Gram’s original goal was to determine whether or not lungs were infected – it would evolve into a way to separate different strains of bacteria.  Dyes were a well known art and an early driver for advanced forms of chemical synthesis.  Different dyes had a wide variety of chemical structures, giving the early microscopists many potential options.  Once Gram had introduced the concept, the art would flourish and eventually lead to antibiotics, where sulfa would then emerge as the second gift from textiles to medicine.

Gift 2: Antibioitcs & sulfa

When Gerhard Domagk and his colleagues at Bayer first determined the potential medical benefits of antibiotics in fighting disease and began development of what became Prontosil, the first Sulfa drug in 1932, it was initially believed that the sulfa had to be tied to a dye.[1]  Eventually, it was determined that basic Sulfa was sufficient.  Sulfa was widely available, used as part of textile processing and had expired patents.  The process had been originally developed in 1908 by Austrian Chemist Paul Gelmo and patented by Bayer – providing the recipe to the public domain and providing them with an expired patent for defense.

The medical impact was huge, anyone could make sulfa and the manufacturing process was well established.  For these first two gifts there are several similar traits; (i) significant medical impact, (ii) a large library of components already developed, (iii) there was an existing industrial supply chain, (iv) there was little barrier to competition.   The gift made a difference, it came in many, trust-worthy flavors, and anyone could get it.  Electrospun NF share many of these characteristics.  So does the third gift – the nonwoven.

Gift 3: Nonwovens

Walk into a modern hospital room and you are surrounded by nonwovens.  The care-givers, physicians and nurses, are covered in nonwoven garments to protect themselves and the patient.  The filters, both air, blood and other liquid that keep a patient alive are made possible with nonwoven layers.  The MERV 16 filters commonly used are also nonwovens.

Nonwovens_Table

Nonwovens have the resilience of traditional wovens and the low cost of papers.

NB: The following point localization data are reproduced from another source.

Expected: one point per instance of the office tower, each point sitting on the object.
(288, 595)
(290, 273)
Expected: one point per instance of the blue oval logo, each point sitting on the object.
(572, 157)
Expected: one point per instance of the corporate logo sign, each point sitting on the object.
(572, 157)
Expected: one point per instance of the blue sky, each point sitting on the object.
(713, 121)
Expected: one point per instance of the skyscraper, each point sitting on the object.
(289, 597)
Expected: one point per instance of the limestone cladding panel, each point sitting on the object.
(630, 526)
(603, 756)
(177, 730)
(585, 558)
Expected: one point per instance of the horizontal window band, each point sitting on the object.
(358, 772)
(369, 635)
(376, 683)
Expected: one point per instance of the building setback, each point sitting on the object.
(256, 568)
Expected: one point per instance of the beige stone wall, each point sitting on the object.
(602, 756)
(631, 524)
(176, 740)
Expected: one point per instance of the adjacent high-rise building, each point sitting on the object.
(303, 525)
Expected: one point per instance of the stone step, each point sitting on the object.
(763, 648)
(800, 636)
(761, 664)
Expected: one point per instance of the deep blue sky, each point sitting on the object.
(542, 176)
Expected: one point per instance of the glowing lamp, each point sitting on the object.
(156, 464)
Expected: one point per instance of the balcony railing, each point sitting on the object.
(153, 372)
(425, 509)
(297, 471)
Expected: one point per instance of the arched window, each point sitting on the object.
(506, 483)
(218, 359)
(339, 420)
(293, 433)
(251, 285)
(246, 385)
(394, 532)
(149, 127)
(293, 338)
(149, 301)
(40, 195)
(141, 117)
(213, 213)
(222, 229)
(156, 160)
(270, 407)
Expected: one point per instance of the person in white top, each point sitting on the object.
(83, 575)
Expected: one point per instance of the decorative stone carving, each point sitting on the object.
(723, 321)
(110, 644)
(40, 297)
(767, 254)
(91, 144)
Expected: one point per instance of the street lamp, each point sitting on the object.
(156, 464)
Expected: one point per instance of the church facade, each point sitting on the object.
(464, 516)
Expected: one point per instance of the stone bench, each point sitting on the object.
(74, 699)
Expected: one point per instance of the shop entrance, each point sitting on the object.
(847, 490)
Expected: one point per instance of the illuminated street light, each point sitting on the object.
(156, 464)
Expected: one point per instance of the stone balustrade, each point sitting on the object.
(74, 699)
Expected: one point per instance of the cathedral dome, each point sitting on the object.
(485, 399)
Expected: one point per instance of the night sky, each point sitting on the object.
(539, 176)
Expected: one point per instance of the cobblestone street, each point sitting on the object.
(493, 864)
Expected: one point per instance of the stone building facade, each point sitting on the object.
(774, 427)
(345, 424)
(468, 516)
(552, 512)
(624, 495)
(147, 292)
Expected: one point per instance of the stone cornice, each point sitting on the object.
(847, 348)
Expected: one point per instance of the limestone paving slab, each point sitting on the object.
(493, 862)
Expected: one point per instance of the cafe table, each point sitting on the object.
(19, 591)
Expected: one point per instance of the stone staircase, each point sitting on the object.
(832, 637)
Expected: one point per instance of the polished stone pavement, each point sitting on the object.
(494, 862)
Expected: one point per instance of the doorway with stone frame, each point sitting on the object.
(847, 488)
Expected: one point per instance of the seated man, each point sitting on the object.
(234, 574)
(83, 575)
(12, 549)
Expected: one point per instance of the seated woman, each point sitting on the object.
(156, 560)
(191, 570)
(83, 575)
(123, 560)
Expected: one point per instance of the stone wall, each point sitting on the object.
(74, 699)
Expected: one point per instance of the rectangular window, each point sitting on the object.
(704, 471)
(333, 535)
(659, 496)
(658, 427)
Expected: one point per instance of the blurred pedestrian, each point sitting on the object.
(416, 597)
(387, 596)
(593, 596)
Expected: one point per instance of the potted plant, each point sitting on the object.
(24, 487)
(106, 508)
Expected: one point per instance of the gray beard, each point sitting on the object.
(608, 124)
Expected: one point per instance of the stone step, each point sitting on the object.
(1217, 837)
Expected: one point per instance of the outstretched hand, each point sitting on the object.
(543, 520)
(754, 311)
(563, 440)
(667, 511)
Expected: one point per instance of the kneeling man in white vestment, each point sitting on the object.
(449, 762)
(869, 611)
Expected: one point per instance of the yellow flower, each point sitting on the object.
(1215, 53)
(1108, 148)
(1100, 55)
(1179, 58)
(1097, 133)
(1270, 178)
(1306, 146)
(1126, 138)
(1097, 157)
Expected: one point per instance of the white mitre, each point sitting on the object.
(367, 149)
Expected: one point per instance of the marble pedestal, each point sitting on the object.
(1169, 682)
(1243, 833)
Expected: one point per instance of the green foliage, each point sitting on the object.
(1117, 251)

Nonwovens emerged with significant investment from the polymer and fiber industries and they found a home throughout the hospital.  They were; (i) low cost, (ii) available in many flavors, (iii) disposable and recyclable if needed, and (iv) robust and dependable. Again, all characteristics which made their adoption inevitable.  Their impact is more along the line of the dyes, rather than the medical revolution caused by sulfa and the following antibiotics, but their impact is no less important.

Gift 4: Nanofibers?

NF adoption in life science applications is growing.  Solution electrospinning does not damage live cells and works with many polymers which have widely characterized behavior in the human body.  The webs formed have very uniform, and very fine, pores. This allows small things to flow and stop bigger things – further the pore size has demonstrated its attractiveness as a bed for growing cells.  The NF web can be coated with other known components used in biology –receptor proteins used in chromatography or even antibiotics delivered in specific doses.

Individually this list of performance criteria is significant – in combination the performance that will be enabled is over whelming.  There is over a 100 years of history in electrospinning – it is a well characterized process with known performance and theoretical underpinnings.

Industrial nanofiber production installations are common and lab scale equipment can be purchased easily at market-based prices.  There is considerable literature in academia, intellectual property and industry about what methods are practiced, what recipes are used and their commercial and performance implications.

It is not yet a given that nanofibers are the clear fourth gift from textiles to medicine, but many of the signs are there.

Notes

[1]  This is best covered in Hager’s excellent book, The Demon Under the Microscope.